茨城県かすみがうら市、霞ヶ浦の畔、柏崎地区にあるのが富士見塚古墳。墳丘長78m、高さが11.5mという巨大な前方後円墳の1号墳、円墳の2号墳、3号墳の3基は富士見塚古墳公園内に整備され、見学が可能。墳丘の上からは、その名の通り晴れていれば富士山を仰ぐことができ、富士見塚古墳公園展示館も整備されています。

霞ヶ浦畔の眺望の良い丘に築かれた古墳

1号墳の前方後円墳は、かすみがうら市最大の古墳。
周囲に幅16m~26mの盾形周濠が巡り、前方部と後円部の間のくびれ部の南西側には造出(つくりだし=埋葬主体説、祭壇説などがありますが、祭祀の場という祭壇説が有力)が設けられています。
2号墳は直径が34m、3号墳は直径27mの円墳でともに周濠が巡らされています。

出土遺物から築造年代は、1号墳と2号墳が5世紀末~6世紀初頭、3号墳が6世紀後半と推測され、ヤマト王権の強い影響力が霞ヶ浦まで及んでいたことがわかります。
古墳築造当時は、霞ヶ浦はまだ内海の香取海(かとりのうみ)で、ヤマト王権のある西国と東国を結ぶ重要な交易路で、富士見塚古墳のある一帯はその入江にあたります。

3号墳の石棺からは女性と思われる人骨が出土、副葬品もガラス小玉が出土し、1号墳、2号墳とは1世紀近くの隔たりがあるので、埋葬された女性自身が権力の座にあったことがわかります。
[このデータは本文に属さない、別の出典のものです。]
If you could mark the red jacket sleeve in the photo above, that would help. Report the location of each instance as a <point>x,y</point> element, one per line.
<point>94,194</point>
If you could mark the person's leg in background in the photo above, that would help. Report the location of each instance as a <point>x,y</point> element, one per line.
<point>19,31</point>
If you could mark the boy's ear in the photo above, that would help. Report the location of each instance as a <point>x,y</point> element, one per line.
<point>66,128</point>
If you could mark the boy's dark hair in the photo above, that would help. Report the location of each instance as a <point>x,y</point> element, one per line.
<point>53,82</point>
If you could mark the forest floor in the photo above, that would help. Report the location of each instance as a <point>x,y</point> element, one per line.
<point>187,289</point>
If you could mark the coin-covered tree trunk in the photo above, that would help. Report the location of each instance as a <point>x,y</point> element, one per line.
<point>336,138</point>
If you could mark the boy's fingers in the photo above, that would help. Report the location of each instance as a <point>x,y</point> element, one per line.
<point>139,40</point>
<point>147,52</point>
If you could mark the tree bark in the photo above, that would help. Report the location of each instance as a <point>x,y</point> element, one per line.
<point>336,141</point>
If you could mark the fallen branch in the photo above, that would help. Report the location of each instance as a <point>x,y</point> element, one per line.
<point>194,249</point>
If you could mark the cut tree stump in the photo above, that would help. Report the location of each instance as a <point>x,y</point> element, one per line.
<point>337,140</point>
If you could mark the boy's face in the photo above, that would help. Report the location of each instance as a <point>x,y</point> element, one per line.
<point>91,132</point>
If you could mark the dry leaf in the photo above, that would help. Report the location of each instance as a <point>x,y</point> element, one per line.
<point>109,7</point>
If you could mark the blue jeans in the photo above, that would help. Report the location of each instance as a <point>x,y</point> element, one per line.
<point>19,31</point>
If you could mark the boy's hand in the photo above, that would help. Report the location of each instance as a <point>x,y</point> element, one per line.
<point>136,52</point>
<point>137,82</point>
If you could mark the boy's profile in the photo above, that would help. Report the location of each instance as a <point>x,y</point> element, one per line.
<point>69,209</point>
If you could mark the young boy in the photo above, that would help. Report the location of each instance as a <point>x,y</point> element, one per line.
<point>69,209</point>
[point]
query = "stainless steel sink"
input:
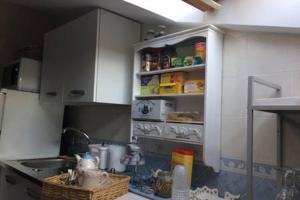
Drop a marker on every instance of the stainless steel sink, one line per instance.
(48, 163)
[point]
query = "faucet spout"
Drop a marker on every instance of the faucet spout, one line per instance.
(78, 131)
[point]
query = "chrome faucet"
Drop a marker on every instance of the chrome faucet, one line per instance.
(66, 129)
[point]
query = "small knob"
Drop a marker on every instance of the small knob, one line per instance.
(158, 129)
(145, 110)
(196, 132)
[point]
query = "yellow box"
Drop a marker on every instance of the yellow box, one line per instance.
(194, 86)
(174, 77)
(170, 88)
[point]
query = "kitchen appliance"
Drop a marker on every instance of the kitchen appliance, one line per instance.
(23, 74)
(28, 129)
(134, 156)
(151, 109)
(101, 151)
(116, 154)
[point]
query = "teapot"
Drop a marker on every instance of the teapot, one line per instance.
(87, 162)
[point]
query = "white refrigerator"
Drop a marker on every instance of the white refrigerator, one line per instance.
(28, 129)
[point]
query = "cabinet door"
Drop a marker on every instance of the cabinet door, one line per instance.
(115, 60)
(80, 57)
(52, 67)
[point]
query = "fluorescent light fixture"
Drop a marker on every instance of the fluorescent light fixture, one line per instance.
(175, 10)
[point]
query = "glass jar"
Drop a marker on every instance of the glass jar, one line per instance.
(163, 186)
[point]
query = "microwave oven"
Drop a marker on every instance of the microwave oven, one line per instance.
(23, 74)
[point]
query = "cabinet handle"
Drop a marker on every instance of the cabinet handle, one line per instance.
(53, 94)
(76, 93)
(10, 180)
(32, 194)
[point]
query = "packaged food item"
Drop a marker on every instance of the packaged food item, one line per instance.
(188, 60)
(185, 158)
(200, 53)
(194, 86)
(163, 184)
(174, 77)
(156, 59)
(149, 85)
(146, 61)
(170, 88)
(168, 52)
(177, 61)
(184, 116)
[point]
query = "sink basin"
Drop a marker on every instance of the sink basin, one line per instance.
(49, 163)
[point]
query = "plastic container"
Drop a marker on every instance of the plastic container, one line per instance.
(185, 158)
(170, 88)
(180, 187)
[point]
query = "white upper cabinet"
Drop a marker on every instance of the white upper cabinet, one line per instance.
(89, 60)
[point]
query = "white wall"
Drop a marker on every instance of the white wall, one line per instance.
(279, 13)
(274, 57)
(271, 56)
(20, 27)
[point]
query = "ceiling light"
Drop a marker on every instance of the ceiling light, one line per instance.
(175, 10)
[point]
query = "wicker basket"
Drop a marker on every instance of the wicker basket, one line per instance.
(55, 189)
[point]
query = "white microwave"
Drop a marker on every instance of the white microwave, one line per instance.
(23, 74)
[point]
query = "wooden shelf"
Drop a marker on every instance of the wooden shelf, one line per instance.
(170, 95)
(181, 69)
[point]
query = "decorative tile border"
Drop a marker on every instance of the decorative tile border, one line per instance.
(239, 166)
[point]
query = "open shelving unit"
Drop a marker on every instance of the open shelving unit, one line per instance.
(177, 69)
(278, 105)
(169, 95)
(205, 132)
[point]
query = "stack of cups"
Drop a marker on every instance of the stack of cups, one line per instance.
(180, 188)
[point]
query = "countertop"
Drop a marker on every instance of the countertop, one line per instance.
(29, 173)
(131, 196)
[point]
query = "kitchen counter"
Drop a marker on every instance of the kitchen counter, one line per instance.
(34, 175)
(131, 196)
(37, 176)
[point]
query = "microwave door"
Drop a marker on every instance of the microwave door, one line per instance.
(2, 106)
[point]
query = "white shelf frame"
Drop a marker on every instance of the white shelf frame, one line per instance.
(176, 69)
(213, 85)
(170, 95)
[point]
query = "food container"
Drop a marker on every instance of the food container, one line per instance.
(168, 52)
(185, 158)
(174, 77)
(150, 85)
(151, 109)
(200, 53)
(156, 59)
(184, 116)
(194, 86)
(146, 62)
(170, 88)
(163, 186)
(177, 61)
(188, 60)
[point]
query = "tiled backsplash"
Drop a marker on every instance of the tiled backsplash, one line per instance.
(274, 57)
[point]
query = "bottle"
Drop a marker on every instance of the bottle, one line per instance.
(180, 187)
(185, 158)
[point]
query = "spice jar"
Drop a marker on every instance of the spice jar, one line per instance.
(156, 59)
(163, 187)
(146, 61)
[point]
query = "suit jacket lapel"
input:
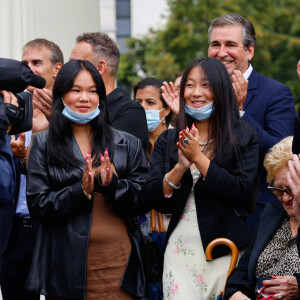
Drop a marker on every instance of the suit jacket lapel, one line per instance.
(252, 86)
(78, 154)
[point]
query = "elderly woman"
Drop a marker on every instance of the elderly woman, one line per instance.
(273, 252)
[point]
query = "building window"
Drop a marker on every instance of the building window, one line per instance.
(123, 23)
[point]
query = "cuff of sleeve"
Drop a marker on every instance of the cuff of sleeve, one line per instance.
(108, 190)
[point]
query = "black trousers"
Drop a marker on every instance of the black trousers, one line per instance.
(16, 260)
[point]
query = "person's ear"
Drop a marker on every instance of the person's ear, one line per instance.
(101, 67)
(56, 69)
(250, 52)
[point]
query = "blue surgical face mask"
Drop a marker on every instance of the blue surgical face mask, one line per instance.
(153, 120)
(201, 113)
(79, 118)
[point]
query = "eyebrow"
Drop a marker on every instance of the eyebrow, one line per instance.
(226, 42)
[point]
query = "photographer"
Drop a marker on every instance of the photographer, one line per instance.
(17, 230)
(7, 169)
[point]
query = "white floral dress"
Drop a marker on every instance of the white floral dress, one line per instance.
(187, 274)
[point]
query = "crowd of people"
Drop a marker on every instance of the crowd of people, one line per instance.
(212, 154)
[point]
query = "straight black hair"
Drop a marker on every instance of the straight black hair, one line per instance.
(225, 113)
(59, 146)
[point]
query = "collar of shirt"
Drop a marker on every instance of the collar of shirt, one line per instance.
(248, 72)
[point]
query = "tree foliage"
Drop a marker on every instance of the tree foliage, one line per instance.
(165, 52)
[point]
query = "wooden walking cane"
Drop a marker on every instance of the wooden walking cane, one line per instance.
(234, 252)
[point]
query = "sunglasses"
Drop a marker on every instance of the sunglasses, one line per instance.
(280, 192)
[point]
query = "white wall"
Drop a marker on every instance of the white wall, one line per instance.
(146, 14)
(60, 21)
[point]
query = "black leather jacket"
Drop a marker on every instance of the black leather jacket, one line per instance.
(55, 198)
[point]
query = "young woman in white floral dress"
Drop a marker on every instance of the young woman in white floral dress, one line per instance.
(203, 173)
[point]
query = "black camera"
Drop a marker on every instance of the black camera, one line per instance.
(15, 77)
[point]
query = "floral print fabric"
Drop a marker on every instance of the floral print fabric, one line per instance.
(187, 274)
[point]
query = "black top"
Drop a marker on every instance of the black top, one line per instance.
(127, 115)
(56, 199)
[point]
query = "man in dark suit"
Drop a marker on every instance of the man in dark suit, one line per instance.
(7, 168)
(17, 230)
(269, 105)
(103, 52)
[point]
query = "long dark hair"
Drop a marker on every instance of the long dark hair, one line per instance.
(59, 148)
(225, 111)
(157, 83)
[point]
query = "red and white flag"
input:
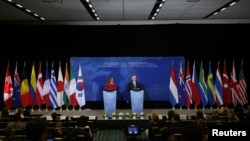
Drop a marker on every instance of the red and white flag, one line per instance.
(8, 89)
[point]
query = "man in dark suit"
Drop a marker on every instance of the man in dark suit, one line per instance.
(134, 84)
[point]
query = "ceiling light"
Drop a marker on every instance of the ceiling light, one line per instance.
(227, 5)
(26, 10)
(90, 8)
(156, 9)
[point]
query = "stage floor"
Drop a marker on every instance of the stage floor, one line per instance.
(100, 112)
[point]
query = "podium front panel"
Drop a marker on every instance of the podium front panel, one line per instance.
(137, 101)
(109, 99)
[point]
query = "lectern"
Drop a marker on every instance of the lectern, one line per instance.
(137, 101)
(109, 99)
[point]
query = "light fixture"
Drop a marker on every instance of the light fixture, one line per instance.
(90, 8)
(26, 10)
(156, 9)
(224, 7)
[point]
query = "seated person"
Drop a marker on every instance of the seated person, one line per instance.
(55, 117)
(36, 130)
(82, 129)
(110, 85)
(155, 125)
(17, 124)
(134, 84)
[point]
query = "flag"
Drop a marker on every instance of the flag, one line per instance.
(203, 86)
(25, 94)
(226, 89)
(39, 87)
(32, 87)
(236, 97)
(60, 86)
(173, 87)
(16, 89)
(242, 85)
(210, 83)
(72, 88)
(80, 95)
(218, 87)
(188, 86)
(46, 87)
(8, 89)
(181, 87)
(195, 85)
(66, 87)
(53, 89)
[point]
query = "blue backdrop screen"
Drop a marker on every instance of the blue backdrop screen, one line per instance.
(152, 72)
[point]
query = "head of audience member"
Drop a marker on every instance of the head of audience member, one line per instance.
(176, 118)
(192, 132)
(26, 113)
(238, 109)
(134, 78)
(36, 130)
(170, 114)
(154, 117)
(16, 117)
(82, 121)
(9, 132)
(239, 116)
(223, 111)
(55, 116)
(199, 117)
(248, 108)
(4, 113)
(110, 79)
(231, 116)
(20, 112)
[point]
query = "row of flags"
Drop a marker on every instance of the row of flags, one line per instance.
(201, 89)
(52, 92)
(69, 90)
一帯には稲作に適した沿岸湿地が広がり、豪族の支配下で、新田開発によって次第に生産力が上がり(6世紀初頭に新田開発が行なわれていたことが判明しています)、冬期の余剰労働力を古墳築造に動員できたのだと推測されています。
筑波山、富士山を眺める霞ヶ浦の畔、さらに東国開発の祭神として祀られる鹿島神宮に近いという場所から、霞ヶ浦の舟運を掌握した豪族だったことがよくわかります。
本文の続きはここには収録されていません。